Say I want to add a loss term (i.e. gradients from this loss should be propagated) from the output of hidden layers itself i.e. we use the output of a hidden layer and say pass it to a square function (hidden_output/activation)^2. How can I implement this in PyTorch?

Thanks in advance!

I’m not sure if I understand the use case correctly, but you could use any output of a layer and add it to the loss before calling `backward`

.

Hi! I’m a new user of PyTorch and I have only used the predefined functions namely, I have first defined outputs from a Neural Net compared it with labels and applied it to criterion nn.CrossEntropyLoss as given in the example for training a simple classifier. So how do we add the outputs from a layer itself?

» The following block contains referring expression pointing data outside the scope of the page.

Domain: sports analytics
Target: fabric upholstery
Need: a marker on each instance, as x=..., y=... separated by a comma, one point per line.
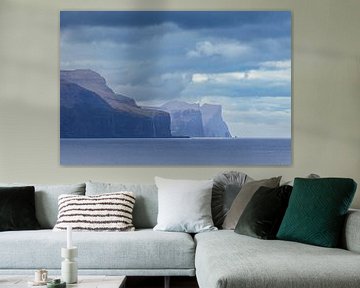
x=316, y=211
x=226, y=187
x=351, y=235
x=143, y=249
x=146, y=205
x=263, y=214
x=243, y=198
x=225, y=259
x=105, y=212
x=46, y=200
x=184, y=205
x=17, y=208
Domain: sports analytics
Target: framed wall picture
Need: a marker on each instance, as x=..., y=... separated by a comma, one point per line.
x=175, y=88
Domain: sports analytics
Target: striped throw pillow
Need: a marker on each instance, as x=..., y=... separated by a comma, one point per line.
x=105, y=212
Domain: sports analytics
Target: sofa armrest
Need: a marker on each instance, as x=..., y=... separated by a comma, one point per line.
x=351, y=234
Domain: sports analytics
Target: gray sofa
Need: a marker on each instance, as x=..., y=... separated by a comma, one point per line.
x=218, y=259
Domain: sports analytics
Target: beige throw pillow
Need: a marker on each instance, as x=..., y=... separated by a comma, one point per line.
x=243, y=198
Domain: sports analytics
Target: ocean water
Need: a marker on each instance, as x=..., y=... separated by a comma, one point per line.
x=175, y=151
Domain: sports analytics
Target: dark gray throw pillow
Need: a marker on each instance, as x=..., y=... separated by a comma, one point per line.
x=263, y=214
x=225, y=189
x=17, y=209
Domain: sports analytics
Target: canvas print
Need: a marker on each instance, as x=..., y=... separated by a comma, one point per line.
x=175, y=88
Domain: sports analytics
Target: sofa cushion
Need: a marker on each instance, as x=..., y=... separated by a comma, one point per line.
x=184, y=205
x=105, y=212
x=17, y=208
x=46, y=200
x=317, y=209
x=146, y=205
x=134, y=251
x=263, y=215
x=225, y=259
x=243, y=198
x=226, y=187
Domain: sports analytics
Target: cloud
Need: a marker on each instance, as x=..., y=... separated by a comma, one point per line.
x=188, y=19
x=256, y=116
x=229, y=49
x=280, y=73
x=155, y=57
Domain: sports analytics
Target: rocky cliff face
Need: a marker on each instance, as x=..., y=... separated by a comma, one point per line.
x=196, y=121
x=89, y=108
x=185, y=119
x=214, y=125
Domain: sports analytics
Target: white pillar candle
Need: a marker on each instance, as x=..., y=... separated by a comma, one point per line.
x=69, y=237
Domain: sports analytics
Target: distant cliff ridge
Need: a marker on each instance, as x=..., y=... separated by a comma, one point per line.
x=196, y=121
x=90, y=109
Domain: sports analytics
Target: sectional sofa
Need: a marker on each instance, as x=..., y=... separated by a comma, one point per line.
x=219, y=259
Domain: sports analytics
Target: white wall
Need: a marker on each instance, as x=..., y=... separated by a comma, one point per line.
x=326, y=90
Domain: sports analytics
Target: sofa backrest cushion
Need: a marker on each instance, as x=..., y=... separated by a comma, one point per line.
x=46, y=200
x=146, y=204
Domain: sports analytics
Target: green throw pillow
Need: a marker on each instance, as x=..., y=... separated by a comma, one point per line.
x=316, y=211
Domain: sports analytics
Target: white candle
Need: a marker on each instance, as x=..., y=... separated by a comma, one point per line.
x=69, y=239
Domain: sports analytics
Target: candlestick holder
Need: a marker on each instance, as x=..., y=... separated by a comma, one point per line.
x=69, y=265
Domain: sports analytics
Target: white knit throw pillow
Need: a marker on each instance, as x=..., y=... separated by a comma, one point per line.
x=105, y=212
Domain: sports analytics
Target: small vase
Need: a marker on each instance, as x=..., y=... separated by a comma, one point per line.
x=69, y=265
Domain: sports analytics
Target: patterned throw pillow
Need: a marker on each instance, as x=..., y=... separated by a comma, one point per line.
x=105, y=212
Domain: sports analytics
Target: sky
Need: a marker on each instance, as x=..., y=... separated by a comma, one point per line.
x=239, y=59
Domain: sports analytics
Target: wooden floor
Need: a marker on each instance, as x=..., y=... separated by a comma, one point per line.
x=158, y=282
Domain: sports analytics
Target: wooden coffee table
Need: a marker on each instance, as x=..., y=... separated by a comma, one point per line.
x=83, y=282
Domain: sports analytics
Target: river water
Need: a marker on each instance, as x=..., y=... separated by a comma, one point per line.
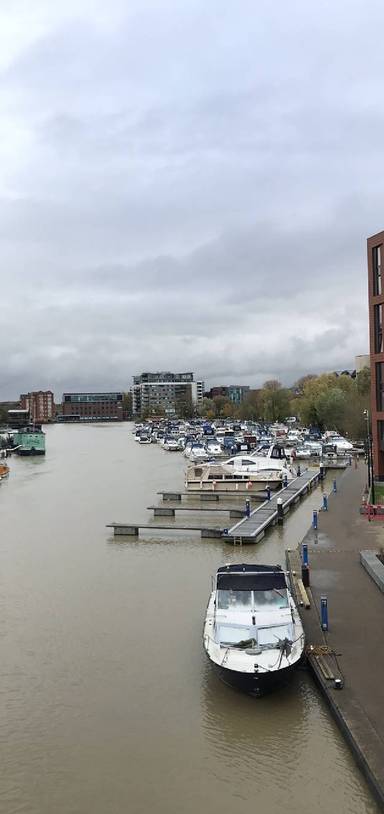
x=108, y=704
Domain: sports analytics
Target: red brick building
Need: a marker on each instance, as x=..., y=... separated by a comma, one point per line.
x=375, y=245
x=40, y=404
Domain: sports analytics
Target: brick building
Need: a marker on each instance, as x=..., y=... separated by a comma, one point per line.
x=92, y=407
x=375, y=246
x=40, y=404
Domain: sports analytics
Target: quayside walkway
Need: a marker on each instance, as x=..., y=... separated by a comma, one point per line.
x=356, y=622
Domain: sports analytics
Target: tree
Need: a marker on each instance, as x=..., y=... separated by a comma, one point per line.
x=207, y=406
x=274, y=400
x=127, y=405
x=250, y=409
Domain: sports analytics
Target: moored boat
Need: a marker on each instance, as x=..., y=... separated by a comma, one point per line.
x=4, y=470
x=30, y=441
x=253, y=633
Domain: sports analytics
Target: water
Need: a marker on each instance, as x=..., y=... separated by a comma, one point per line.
x=107, y=701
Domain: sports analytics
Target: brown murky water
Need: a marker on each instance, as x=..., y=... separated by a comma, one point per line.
x=107, y=702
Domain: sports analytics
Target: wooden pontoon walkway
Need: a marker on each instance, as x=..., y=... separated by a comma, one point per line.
x=253, y=528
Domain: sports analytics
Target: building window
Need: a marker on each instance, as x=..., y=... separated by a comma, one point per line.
x=379, y=386
x=376, y=265
x=378, y=323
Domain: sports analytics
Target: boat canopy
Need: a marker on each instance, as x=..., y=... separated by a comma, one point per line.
x=243, y=577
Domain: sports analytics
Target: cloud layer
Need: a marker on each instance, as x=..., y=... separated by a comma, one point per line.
x=184, y=187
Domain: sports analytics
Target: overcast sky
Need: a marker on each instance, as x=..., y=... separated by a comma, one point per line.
x=186, y=186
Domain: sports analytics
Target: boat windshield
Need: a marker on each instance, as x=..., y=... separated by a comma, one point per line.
x=273, y=599
x=234, y=599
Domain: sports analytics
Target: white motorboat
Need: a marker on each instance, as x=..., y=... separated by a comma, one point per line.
x=198, y=453
x=342, y=445
x=239, y=473
x=145, y=438
x=253, y=634
x=213, y=447
x=171, y=444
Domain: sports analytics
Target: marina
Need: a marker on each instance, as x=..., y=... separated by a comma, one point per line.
x=250, y=529
x=102, y=734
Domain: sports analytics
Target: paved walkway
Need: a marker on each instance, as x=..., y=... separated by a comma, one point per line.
x=356, y=620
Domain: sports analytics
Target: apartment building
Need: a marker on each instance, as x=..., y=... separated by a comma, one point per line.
x=41, y=406
x=175, y=394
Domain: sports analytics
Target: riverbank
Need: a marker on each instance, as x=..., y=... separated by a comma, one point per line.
x=355, y=635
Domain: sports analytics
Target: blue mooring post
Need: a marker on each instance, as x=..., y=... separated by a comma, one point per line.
x=324, y=612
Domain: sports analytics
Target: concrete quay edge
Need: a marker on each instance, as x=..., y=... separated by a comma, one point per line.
x=373, y=567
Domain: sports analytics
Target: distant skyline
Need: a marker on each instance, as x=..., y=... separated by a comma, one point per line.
x=186, y=186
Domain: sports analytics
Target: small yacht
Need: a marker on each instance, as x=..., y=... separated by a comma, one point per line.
x=144, y=438
x=171, y=444
x=198, y=453
x=253, y=633
x=213, y=447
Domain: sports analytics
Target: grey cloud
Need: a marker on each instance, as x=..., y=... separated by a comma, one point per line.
x=194, y=189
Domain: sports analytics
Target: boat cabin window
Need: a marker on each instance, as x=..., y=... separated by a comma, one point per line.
x=273, y=599
x=229, y=634
x=271, y=635
x=234, y=599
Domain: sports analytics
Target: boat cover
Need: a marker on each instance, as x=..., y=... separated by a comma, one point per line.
x=244, y=577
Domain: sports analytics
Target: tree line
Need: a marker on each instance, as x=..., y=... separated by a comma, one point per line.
x=329, y=401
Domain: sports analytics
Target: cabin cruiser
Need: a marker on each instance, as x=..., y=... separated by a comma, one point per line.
x=213, y=447
x=253, y=633
x=198, y=453
x=171, y=444
x=240, y=473
x=145, y=438
x=4, y=470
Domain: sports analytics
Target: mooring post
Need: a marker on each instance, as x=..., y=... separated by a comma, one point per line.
x=324, y=612
x=305, y=566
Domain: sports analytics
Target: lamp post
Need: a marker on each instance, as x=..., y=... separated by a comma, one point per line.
x=371, y=482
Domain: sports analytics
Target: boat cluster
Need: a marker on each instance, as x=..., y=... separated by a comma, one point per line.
x=202, y=440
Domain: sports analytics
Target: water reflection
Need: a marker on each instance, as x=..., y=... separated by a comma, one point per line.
x=108, y=701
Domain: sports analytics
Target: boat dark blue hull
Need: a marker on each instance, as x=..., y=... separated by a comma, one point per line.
x=256, y=684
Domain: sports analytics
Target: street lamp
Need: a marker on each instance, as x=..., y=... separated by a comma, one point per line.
x=371, y=482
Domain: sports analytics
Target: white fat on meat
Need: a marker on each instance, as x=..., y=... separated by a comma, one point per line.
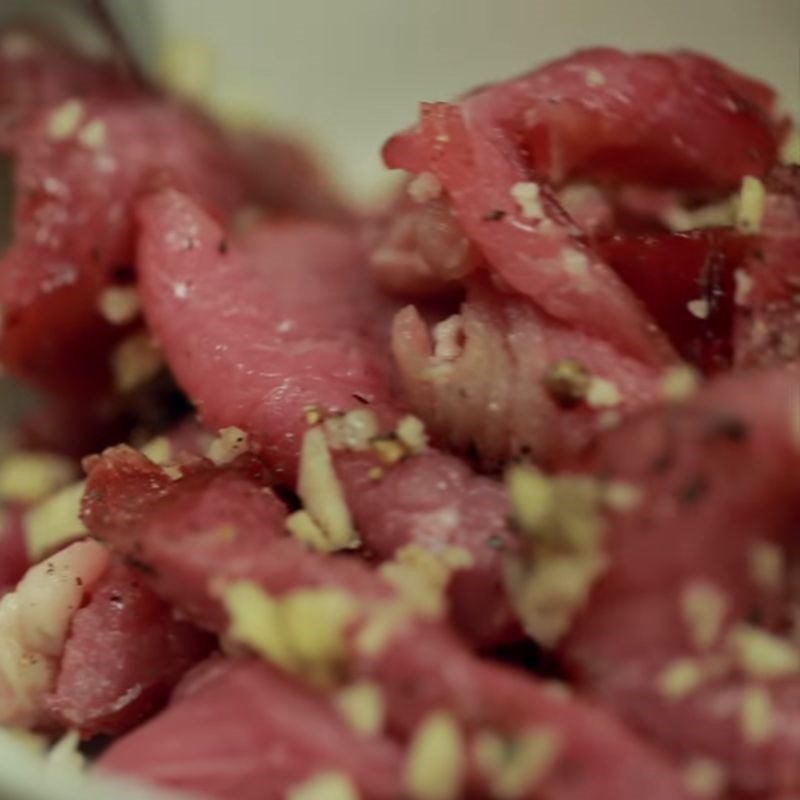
x=34, y=623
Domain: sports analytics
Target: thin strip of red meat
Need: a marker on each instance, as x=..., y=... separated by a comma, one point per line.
x=89, y=149
x=502, y=379
x=420, y=669
x=260, y=338
x=674, y=119
x=124, y=653
x=239, y=730
x=13, y=558
x=689, y=633
x=767, y=327
x=36, y=72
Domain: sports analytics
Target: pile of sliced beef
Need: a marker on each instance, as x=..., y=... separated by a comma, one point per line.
x=494, y=494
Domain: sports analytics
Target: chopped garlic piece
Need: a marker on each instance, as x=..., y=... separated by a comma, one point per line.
x=790, y=152
x=362, y=705
x=594, y=78
x=411, y=432
x=383, y=623
x=64, y=119
x=119, y=304
x=255, y=621
x=352, y=431
x=389, y=449
x=703, y=606
x=436, y=761
x=93, y=135
x=421, y=576
x=158, y=450
x=699, y=308
x=322, y=494
x=135, y=361
x=228, y=445
x=705, y=777
x=26, y=476
x=532, y=496
x=54, y=522
x=679, y=383
x=603, y=393
x=550, y=581
x=514, y=766
x=750, y=209
x=679, y=678
x=757, y=716
x=424, y=188
x=767, y=566
x=528, y=197
x=301, y=631
x=325, y=786
x=762, y=655
x=186, y=66
x=744, y=285
x=65, y=755
x=575, y=262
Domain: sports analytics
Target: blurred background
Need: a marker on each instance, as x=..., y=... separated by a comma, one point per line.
x=347, y=73
x=344, y=74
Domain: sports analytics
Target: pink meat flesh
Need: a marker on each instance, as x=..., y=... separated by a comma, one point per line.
x=160, y=522
x=240, y=730
x=124, y=653
x=719, y=474
x=260, y=337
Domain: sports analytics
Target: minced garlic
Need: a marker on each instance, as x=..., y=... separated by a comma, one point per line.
x=756, y=716
x=790, y=152
x=321, y=492
x=351, y=431
x=603, y=393
x=325, y=786
x=436, y=762
x=705, y=777
x=93, y=135
x=513, y=766
x=64, y=119
x=362, y=705
x=424, y=188
x=761, y=654
x=421, y=575
x=28, y=476
x=527, y=195
x=54, y=522
x=411, y=433
x=301, y=631
x=550, y=580
x=743, y=286
x=679, y=383
x=750, y=208
x=703, y=606
x=699, y=308
x=187, y=66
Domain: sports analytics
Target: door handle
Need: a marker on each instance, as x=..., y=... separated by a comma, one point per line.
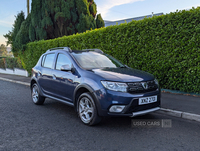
x=39, y=74
x=54, y=77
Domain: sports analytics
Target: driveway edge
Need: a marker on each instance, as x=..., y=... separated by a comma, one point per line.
x=180, y=114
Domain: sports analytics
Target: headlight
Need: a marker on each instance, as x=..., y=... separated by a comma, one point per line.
x=115, y=86
x=156, y=81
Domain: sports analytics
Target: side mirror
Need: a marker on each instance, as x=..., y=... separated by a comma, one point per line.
x=66, y=67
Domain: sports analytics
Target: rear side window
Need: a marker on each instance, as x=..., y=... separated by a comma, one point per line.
x=47, y=60
x=62, y=60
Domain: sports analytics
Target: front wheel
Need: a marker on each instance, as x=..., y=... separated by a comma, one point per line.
x=87, y=110
x=36, y=97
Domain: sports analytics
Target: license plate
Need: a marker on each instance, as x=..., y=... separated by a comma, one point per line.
x=147, y=100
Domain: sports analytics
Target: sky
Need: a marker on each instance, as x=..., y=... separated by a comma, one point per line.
x=110, y=10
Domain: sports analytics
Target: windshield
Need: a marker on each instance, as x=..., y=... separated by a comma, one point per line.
x=94, y=60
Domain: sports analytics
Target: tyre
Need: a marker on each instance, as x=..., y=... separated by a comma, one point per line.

Here is a small dummy example to use the some intermediate activation in your loss:

```
class MyModel(nn.Module):
def __init__(self):
super(MyModel, self).__init__()
self.fc1 = nn.Linear(10, 64)
self.fc2 = nn.Linear(64, 10)
def forward(self, x):
x1 = F.relu(self.fc1(x))
x = self.fc2(x1)
return x, x1
x = torch.randn(10, 10)
y = torch.randn(10, 10)
model = MyModel()
optimizer = optim.SGD(model.parameters(), lr=1e-0)
criterion = nn.MSELoss()
for epoch in range(100):
optimizer.zero_grad()
output, aux = model(x)
loss = criterion(output, y)
loss = loss + (aux**2).mean()
loss.backward()
optimizer.step()
print('Epoch {}, loss {}, aux norm {}'.format(
epoch, loss.item(), aux.norm()))
```

Would this work as a starter for your use case or are you dealing with another problem?

Thank You! Very cool trick, I was not aware of it. I think this will do If not I’ll refer you again.

I believe the aux loss should not impact the weights of fc2 and should only impact fc1. However when I try to compare the weights of 2 networks one with aux and one without aux, the weights are different. I don’t fully understand why did that happen ?

class MyModel(nn.Module):

def **init**(self):

super(MyModel, self).**init**()

self.fc1 = nn.Linear(10, 64)

self.fc2 = nn.Linear(64, 10)

```
def forward(self, x):
x1 = F.relu(self.fc1(x))
x = self.fc2(x1)
return x, x1
```

x = torch.randn(10, 10)

y = torch.randn(10, 10)

model = MyModel()

model2 = MyModel()

model2.load_state_dict(model.state_dict())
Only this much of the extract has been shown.